Comics Uncovered: Hack/Slash [Feature]
September 29, 2017
September 29, 2017
HACK/SLASH follows the adventures of Cassie Hack, a survivor of a serial killer’s murderous rampage. The ultimate personal tragedy for Cassie is that the slasher she endured and defeated was her own homicidal mother, leaving a sense of guilt and responsibility for the victims of the murder spree and a constant awareness of her own inner demons and internal darker tendencies. Cassie channels this rage and guilt into traveling the country and hunting slashers. These slashers are no mere run-of-the-mill Norman Bates types either. They're killers risen from the grave by their deep rage and hatred toward the youthful exuberance of life; like most horror movie antagonists, this makes them remarkably difficult to dispatch.
Fortunately, Cassie isn’t alone in her cross-country crusade. She's joined by a hulking behemoth named Vlad, a masked man wielding dual machetes who is often mistaken for a slasher himself. The unlikely duo forms a close bond and proves to be a natural team when it comes to combating all sorts of slasher threats, from a killer that commands zombified animals to a murderer that preys on young people through their dreams like Freddy Krueger in A Nightmare on Elm Street. Even Chucky, the mass-murdering doll from Child's Play, and Evil Ernie get in on the action, meeting a fate of bloody retribution thanks to Cassie and Vlad.
Underneath all the gory action is a story about finding your own place in the world. While Cassie travels the nation rescuing teens and young adults from supernatural sadists, she never really identifies with those that she saves. She feels constantly out of place and alienated from normal people her age. Part of what makes Cassie such an effective slasher hunter is that she understands the slasher psyche, the part of her mother’s legacy that lives on in her. As such, readers can and have identified with Cassie’s social isolation. The same is true of her deep-seated insecurities and fears about her own sinister potential; while Cassie is hard as nails, underneath it all, the scared, vulnerable girl that faced down gruesome death at such an early age still hides under that tough exterior. In that sense, Cassie and Vlad are more than just avengers against the evil that goes bump in the night, but also misfit icons for those that never felt like they fit in with their peers and for those who have to brave their inner demons every single day.

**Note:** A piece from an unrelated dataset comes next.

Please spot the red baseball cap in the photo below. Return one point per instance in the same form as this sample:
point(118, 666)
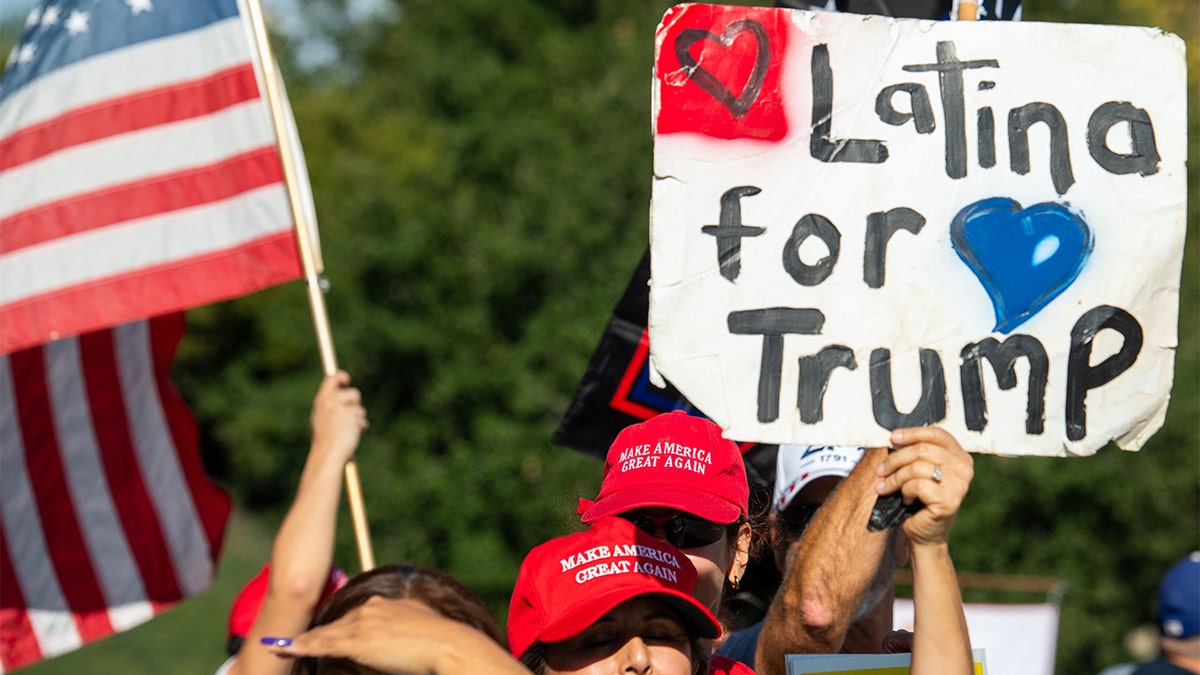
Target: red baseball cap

With that said, HACK/SLASH doesn’t necessarily dwell on Cassie’s soul-searching and isn’t particularly heavy-handed in its deeper themes and commentaries. At its core, HACK/SLASH really is an extensive celebration of the low-budget slasher flicks from the 1980s, with clear nods to genre mainstays like Friday the 13th and Halloween. And while Tim Seeley subverts and pokes fun at the tropes prevalent in slasher movies and the horror genre in general, HACK/SLASH itself is not a parody or send-up, but a rollicking horror comic in its own right.
Blood will run and people will die, and not peacefully or in their sleep. First and foremost, HACK/SLASH is a horror story, and Seeley makes good on the terror and violence tied so firmly to the genre. And while it is certainly gory and blood-soaked, the violence in the series is never particularly revolting or unsavory, with many of the kills performed just enough off-panel to leave the grisly details to the readers’ imaginations. While being a fan of slasher movies especially enhances the appreciation of and joy to be found in HACK/SLASH, Seeley has constructed an ongoing epic that is welcomingly accessible to more casual fans of the genre.
The main HACK/SLASH series, one-shots predating the ongoing series, and various specials have been collected across five omnibuses, giving new readers the entire HACK/SLASH experience while providing the ultimate must-have collection for longtime fans of the series. Each of the omnibuses are chock full of special features and behind-the-scenes materials including character sketches, unused artwork, fan photoshoots, and even a look at a stage adaptation of the series. Additionally, the most recent HACK/SLASH miniseries, HACK/SLASH: SON OF SAMHAIN (written by Michael Moreci and Steve Seeley and drawn by Emilio Laiso) has been collected in its own trade paperback.
For over a decade, Tim Seeley and his group of rotating artists have delivered consistently bloody good fun in the pages of HACK/SLASH, a love letter to a genre that once ruled the roost in movie theaters and video stores across the country. Poised for a full-fledged return this year, HACK/SLASH proves there is still plenty of murderous mileage to be had from the venerable, critically acclaimed series. In the meantime, Image Comics has the entire classic run collected for those looking to read the whole bloody affair for the first time or for hardcore fans looking to get the maximum HACK/SLASH experience.